Denise W Anderson (author) from Bismarck, North Dakota on March 04, 2016:

Yes, DDE. Every moment counts. I once wrote a poem called "Life Begins" in which I indicated that every moment of every day, our life begins anew. We have many opportunities to make things better. I appreciate you stopping by and sharing your thoughts!

Denise W Anderson (author) from Bismarck, North Dakota on March 04, 2016:

That is a good point, Eric. When we take responsibility for our own actions, we are in a much better position to affect the outcome for the better. The philosophy taught by the sensei was probably along the line of using introspection to help us become better people. I believe that is the best way to emotional health. Thanks for sharing!

Denise W Anderson (author) from Bismarck, North Dakota on March 04, 2016:

Thanks, Glenn, and you are right! Following a decision making model where we hold ourselves accountable will help us in many aspects of our lives. I appreciate your comments!

DDE on March 04, 2016:

Every moment is special in life. Life is what you make of it! Good thought about life.

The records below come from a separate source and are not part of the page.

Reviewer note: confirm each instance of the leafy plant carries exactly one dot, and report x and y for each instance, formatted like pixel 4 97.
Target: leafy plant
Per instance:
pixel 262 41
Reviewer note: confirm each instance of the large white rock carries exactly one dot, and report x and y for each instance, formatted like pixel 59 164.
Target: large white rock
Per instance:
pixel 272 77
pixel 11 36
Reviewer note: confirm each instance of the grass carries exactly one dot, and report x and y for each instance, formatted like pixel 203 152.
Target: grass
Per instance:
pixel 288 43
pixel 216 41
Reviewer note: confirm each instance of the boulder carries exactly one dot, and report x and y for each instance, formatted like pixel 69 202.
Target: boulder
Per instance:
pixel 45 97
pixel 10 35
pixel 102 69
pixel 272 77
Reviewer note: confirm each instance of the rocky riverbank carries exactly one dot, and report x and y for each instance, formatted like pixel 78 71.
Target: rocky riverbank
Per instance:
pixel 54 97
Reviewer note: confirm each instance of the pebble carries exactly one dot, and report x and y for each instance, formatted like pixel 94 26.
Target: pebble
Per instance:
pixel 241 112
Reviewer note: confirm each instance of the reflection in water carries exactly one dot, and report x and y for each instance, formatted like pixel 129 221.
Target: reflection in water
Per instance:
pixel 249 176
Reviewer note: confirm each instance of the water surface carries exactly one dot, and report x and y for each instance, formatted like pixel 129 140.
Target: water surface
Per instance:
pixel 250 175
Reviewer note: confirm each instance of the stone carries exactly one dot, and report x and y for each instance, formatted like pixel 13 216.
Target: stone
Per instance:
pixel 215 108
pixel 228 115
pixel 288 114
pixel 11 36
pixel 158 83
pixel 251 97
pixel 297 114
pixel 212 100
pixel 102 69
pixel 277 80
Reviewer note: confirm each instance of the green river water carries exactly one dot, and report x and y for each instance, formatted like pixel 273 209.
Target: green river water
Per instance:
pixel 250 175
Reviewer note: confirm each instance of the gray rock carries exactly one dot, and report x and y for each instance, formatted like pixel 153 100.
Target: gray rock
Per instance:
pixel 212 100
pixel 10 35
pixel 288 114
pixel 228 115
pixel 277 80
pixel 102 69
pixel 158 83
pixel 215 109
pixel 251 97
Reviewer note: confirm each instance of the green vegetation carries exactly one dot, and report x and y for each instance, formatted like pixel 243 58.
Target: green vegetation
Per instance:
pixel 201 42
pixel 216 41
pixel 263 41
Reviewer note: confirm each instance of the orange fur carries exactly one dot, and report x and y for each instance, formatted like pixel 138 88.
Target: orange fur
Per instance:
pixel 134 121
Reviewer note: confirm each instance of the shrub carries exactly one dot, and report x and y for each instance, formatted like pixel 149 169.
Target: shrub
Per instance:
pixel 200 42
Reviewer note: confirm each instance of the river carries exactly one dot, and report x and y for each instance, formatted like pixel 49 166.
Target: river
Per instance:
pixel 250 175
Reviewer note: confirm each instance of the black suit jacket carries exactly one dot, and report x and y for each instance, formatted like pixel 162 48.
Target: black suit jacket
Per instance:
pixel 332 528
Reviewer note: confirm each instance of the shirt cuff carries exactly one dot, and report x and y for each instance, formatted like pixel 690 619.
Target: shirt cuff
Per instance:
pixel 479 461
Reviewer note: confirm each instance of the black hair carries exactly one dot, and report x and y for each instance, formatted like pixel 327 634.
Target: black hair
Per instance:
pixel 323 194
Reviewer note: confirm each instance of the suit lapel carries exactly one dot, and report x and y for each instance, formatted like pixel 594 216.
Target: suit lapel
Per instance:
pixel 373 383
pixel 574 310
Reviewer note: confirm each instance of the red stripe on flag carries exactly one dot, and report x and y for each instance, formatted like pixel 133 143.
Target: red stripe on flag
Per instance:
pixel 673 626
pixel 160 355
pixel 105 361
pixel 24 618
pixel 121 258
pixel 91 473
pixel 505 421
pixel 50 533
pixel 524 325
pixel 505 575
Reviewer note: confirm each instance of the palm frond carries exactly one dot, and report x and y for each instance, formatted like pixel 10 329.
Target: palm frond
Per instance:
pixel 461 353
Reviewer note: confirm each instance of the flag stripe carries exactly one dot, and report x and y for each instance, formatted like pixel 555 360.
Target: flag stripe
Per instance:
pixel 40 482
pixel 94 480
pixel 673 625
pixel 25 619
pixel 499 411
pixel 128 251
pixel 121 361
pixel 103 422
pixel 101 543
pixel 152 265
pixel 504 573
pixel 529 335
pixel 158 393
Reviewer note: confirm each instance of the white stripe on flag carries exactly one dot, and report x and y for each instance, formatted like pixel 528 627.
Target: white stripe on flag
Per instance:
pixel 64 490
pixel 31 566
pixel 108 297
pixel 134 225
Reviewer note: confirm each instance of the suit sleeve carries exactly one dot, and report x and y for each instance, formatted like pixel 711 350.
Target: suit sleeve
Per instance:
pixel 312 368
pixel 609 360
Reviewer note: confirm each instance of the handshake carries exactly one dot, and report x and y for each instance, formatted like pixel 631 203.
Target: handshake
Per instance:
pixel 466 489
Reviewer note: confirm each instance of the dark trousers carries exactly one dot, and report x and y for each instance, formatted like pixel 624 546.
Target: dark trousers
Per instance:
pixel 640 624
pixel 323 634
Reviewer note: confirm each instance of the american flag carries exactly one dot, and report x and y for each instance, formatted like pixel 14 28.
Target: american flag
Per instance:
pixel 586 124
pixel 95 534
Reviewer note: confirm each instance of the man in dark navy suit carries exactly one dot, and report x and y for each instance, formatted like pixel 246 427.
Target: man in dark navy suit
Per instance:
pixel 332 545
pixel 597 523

Eric Dierker from Spring Valley, CA. U.S.A. on March 03, 2016:

Very cool. I really like the 7 steps. For some reason this reminds me of what a sensei taught me: When there is a problem, take the blame, that way you can make the solution. There is not a single problem that I can't make better or worse simply by my reaction.

Thank you for sharing this.

Glenn Stok from Long Island, NY on March 03, 2016:

This is a good lessen. It applies to all kinds of decision making, even if we don't tend to vent about problems. We can control the path of our life better, as you had said, just by applying those seven questions you mentioned to our thinking process.